AMSTERDAM Mon Jul 12, 2010 8:22am IST

Netherlands fans react at an outdoor televised screening after their lost to Spain in the 2010 World Cup final soccer match, in Amsterdam July 11, 2010.  REUTERS/United Photos/Toussaint Kluiters

Netherlands fans react at an outdoor televised screening after their lost to Spain in the 2010 World Cup final soccer match, in Amsterdam July 11, 2010.

Credit: Reuters/United Photos/Toussaint Kluiters

AMSTERDAM (Reuters) - Cities, neighbourhoods and living rooms across the Netherlands fell silent on Sunday night after the national team lost to Spain in the World Cup final, shattering their dream of winning soccer's biggest tournament.

Despite wild cheering ahead of and during the game, the 1-0 loss in extra time sent some 180,000 orange-clad fans trudging away from Amsterdam's Museum Square, which had swelled into a mass of people so large that authorities said the city was literally full to capacity.

"I feel very disappointed but we didn't deserve to win. It's a shame," said Chris Schreve, 33, a marketing manager from Amsterdam who was among the dejected throng milling around the Leidseplein entertainment district after the match.

Many Dutch immediately hopped on to their bicycles to make their way home in silence. Police reported no major incidents in the half hour following the end of the game.

"Tens of thousands of fans are now moving peacefully away from the Museum Square," a police spokesman said.

Just as there were no revellers jumping with joy into the city's canals, there will be no victory cruise for the team on the historic centre's waterways, a traditional parade that many had been anticipating -- and planning -- for.

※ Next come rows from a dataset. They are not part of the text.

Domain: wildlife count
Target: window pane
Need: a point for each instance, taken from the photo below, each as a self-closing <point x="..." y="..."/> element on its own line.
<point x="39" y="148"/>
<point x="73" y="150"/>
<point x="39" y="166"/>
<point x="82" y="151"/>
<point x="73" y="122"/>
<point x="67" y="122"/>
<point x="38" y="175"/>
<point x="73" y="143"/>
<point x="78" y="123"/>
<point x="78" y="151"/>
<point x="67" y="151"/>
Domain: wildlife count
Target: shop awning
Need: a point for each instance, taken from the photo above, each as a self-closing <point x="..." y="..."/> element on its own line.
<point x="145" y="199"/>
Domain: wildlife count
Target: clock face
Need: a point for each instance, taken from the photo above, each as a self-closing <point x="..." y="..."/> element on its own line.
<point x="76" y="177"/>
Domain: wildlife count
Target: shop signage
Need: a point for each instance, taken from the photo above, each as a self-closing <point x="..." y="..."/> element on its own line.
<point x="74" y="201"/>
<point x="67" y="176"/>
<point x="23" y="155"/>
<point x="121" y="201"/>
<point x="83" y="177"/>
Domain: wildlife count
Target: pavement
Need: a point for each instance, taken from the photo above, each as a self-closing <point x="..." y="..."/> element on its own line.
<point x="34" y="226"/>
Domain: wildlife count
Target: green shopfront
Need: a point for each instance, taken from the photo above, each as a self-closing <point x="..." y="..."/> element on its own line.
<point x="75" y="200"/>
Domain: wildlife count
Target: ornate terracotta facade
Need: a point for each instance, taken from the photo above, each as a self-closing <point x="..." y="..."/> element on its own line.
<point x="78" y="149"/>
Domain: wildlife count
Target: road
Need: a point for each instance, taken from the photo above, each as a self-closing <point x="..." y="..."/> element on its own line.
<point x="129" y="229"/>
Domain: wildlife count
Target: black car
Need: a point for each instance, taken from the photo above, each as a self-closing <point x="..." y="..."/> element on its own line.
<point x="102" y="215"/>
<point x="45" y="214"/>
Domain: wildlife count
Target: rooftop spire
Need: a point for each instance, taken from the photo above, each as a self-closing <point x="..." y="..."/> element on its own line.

There will be a tribute ceremony at Museum Square, however.

This year's strong performance by the Netherlands had rekindled the nation's hopes of claiming the title in their third final in the tournament's 80-year history.

Then, as now, the Dutch were widely praised for their playing style only to end up trophyless, earning them the title of the "the best team never to have won the World Cup".

Amsterdam, a city of 750,000 inhabitants, had expected up to 1 million people for a victory parade on Tuesday.